Extraction and cleaning of DRG
The spinal cord can now be slowly peeled in a rostral to caudal direction from the column, revealing the DRG below (Fig. 4a, b). Care should be taken at this point not to remove all ganglia with the spinal cord, as this will complicate DRG identification, dissection, and cleaning. To prevent this, the underlying meninges are held with fine forceps if they begin to be pulled away with the cord. Once the cord has been discarded, the meninges must be identified and detached in order to reduce cellular contamination of cultures and restrict sample rolling when sectioning on the cryostat (Fig. 4c–e). The meninges surround the spinal cord in situ, and cover DRG once the cord is taken out. To extract the meninges, use fine forceps to carefully peel them back from one end of the spinal column segment to the other. If they prove difficult to identify, try grasping at the vertebrae between the DRG using fine forceps. Sometimes the DRG are extracted with the meninges.
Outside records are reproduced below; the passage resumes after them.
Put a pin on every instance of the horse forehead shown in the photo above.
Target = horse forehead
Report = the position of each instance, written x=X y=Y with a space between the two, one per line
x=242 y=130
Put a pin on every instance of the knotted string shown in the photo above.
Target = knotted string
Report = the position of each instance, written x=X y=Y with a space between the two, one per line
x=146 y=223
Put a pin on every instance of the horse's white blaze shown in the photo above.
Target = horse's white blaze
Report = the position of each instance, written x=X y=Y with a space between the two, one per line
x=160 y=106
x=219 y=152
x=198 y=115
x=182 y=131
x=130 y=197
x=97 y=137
This is not a problem, just pin out the meninges using insect pins and carefully extricate the individual DRG. If the DRG remain in the column, use fine forceps to grasp the distally projecting axon bundle found on the lateral side of the ganglia, and lift the DRG up and out of the column taking care not to touch and damage the cell ganglion at all times. DRG can then be pinned out using their axons in the Sylguard (Fig. 4f), before removing residual meninges (Fig. 4g), and using fine spring scissors to cut away the axon bundles found on the outside of the DRG (Fig. 4h). This last step will reduce myelin debris and glial cell contamination, which is important for both culturing and protein/RNA profiling. The long and thin white axons are easily distinguished from the round and darker DRG. Once dissected and cleaned, DRG can then be collected in HBSS for subsequent enzymatic digestion of the extracellular matrix and culturing (Fig. 1c, d), fixed for sectioning and immunohistochemistry (Fig. 1e), or processed for assessment of protein/RNA levels [21, 22].